Musical Moments #28

“A lamentable tune is the sweetest music to a woeful mind.” 
Sir Bysshe Shelley

 
“The Sound of Silence” by Paul Simon (b. 1941) arr. John Maclane Schirard
 
For many years, I taught a course at Rollins titled “The Marriage of Music and Poetry.” Most semesters, I began the first session by playing the opening measures of a purposely selected song, only to stop it before the lyrics began. I would then motion the class to respond, and without fail they recited in unison, “Hello darkness my old friend.” This piece, situated in a particular era, represents an example of lyrics matching the music so perfectly that you can’t hear one without thinking of the other. Frankly, there is hardly a more recognizable phrase, textually or musically, in all musical pop culture.
 
While the lyric’s meaning is not easily parsed, it speaks, as all good poetry does, to a universality of emotion yet still allowing for personal, private interpretation. In 1999, BMI named the “The Sound of Silence” the 18th most performed song of the 20th century, and in 2013 it was added for long-term preservation to the National Recording Registry in the Library of Congress, essentially sealing it as an anthem for all time.
 
The original song first appeared on Wednesday Morning, 3 A.M., the 1964 album whose commercial failure caused the then little-known duo of Paul Simon and Art Garfunkel to disband after their first Columbia recording. But the following spring, DJs in Boston started playing the song that was quickly embraced by students at Harvard and Tufts. From there, it rapidly gained an audience and was especially taken up, some believe, by students vacationing in the popular spring break college getaway of Cocoa Beach, Florida. “The Sound of Silence” became so trendy that the duo quickly got back together to record another album, and the rest is, as they say, history.

Paul Simon emerged from the 1960’s as a singer-song writer with a gift for creating profoundly poetic lyrics. His music, along with the work of others such as Joni Mitchell, Bob Dylan, Carole King, and James Taylor, tapped into the zeitgeist of the age and spoke to the conscience of the turbulent times. In many ways, the era’s music exemplified a generation’s voice and solidified the idea that powerful text is enhanced when paired with equally compelling music that seems to brand itself upon the mind and soul.

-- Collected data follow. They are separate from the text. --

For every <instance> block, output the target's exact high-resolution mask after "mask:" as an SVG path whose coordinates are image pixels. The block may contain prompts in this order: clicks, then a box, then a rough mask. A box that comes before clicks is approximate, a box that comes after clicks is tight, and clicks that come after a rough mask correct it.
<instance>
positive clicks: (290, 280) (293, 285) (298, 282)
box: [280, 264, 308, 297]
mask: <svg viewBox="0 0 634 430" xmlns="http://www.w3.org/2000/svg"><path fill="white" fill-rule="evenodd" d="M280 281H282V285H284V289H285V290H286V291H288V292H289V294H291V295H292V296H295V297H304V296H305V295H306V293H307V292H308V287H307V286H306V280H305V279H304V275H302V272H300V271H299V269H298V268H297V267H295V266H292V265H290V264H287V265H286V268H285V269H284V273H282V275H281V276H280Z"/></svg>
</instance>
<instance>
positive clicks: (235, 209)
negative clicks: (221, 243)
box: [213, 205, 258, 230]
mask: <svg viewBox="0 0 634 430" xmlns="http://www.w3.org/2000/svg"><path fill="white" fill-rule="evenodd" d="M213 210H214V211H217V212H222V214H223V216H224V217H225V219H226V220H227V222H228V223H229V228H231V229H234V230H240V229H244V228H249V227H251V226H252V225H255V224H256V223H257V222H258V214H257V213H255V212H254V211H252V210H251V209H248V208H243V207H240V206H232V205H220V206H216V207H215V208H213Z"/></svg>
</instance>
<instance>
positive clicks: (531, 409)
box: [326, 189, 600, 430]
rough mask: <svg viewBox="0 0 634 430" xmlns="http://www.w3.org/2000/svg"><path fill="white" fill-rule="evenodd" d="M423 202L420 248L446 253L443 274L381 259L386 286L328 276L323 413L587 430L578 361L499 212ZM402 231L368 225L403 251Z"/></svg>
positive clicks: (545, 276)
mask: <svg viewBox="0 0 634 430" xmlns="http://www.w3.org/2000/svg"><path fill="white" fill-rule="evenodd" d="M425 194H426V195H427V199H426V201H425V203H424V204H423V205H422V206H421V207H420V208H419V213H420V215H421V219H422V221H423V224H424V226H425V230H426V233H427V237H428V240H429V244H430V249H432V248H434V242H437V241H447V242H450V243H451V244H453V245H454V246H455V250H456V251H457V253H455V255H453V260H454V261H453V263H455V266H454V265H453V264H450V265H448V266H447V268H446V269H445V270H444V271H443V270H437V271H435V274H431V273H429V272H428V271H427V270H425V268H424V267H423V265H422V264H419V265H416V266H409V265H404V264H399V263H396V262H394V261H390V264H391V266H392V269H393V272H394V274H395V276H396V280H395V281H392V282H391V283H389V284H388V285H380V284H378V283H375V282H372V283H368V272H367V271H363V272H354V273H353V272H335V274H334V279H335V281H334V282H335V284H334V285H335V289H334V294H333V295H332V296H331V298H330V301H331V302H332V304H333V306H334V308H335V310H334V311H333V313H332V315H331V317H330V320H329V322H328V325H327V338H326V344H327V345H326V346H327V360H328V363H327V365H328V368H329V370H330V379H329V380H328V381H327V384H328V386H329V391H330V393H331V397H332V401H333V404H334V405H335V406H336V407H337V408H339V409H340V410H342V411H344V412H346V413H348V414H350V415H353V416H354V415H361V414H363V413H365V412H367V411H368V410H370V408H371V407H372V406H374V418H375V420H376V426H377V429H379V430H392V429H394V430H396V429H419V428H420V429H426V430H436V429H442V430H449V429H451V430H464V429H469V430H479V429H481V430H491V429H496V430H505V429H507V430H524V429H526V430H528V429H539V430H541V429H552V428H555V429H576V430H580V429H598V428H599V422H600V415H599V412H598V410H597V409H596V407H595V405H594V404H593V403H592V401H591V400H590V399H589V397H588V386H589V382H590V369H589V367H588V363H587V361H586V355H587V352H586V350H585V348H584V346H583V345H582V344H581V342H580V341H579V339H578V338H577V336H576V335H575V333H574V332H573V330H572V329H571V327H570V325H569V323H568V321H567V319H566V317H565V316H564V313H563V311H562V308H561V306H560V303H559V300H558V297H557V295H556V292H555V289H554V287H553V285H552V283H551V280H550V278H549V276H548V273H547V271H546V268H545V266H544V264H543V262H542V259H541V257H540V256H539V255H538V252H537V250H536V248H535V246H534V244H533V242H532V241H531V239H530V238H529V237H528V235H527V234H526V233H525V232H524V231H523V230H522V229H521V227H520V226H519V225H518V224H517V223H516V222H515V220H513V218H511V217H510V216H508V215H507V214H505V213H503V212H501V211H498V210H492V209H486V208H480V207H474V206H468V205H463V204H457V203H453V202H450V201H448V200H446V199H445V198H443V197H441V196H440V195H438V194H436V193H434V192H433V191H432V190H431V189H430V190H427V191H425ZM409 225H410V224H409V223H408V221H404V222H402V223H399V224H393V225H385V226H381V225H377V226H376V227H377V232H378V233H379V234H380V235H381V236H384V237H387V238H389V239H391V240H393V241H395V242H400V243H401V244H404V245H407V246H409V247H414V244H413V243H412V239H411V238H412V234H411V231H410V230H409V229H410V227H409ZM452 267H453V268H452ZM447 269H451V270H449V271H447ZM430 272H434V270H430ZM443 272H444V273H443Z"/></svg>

Paul Simon has won nearly every conceivable honor afforded a musician, including Rock and Roll Hall of Fame inductions, lifetime achievement awards, and sixteen Grammys. Having been fortunate enough a number of years ago to converse with Mr. Simon through the auspices of the Winter Park Institute, I can report that he is a generous and engaging person, and a deep thinker.
 
Today’s performance is a compelling arrangement by the gifted John Maclane Schirard, who also serves as the soloist in this performance from last February’s Spiritual Spaces program.
 
“Music became a healer for me.” 
Eric Clapton

 
A side bar….. the last semester I taught “Marriage of Music and Poetry” was in the fall of 9-11. As a plane flew into the World Trade Center’s second tower, the class was discussing Britten’s War Requiem and the Wilfred Owen WWI poem, “Anthem for Doomed Youth.” The current times seem to call for a return to the class.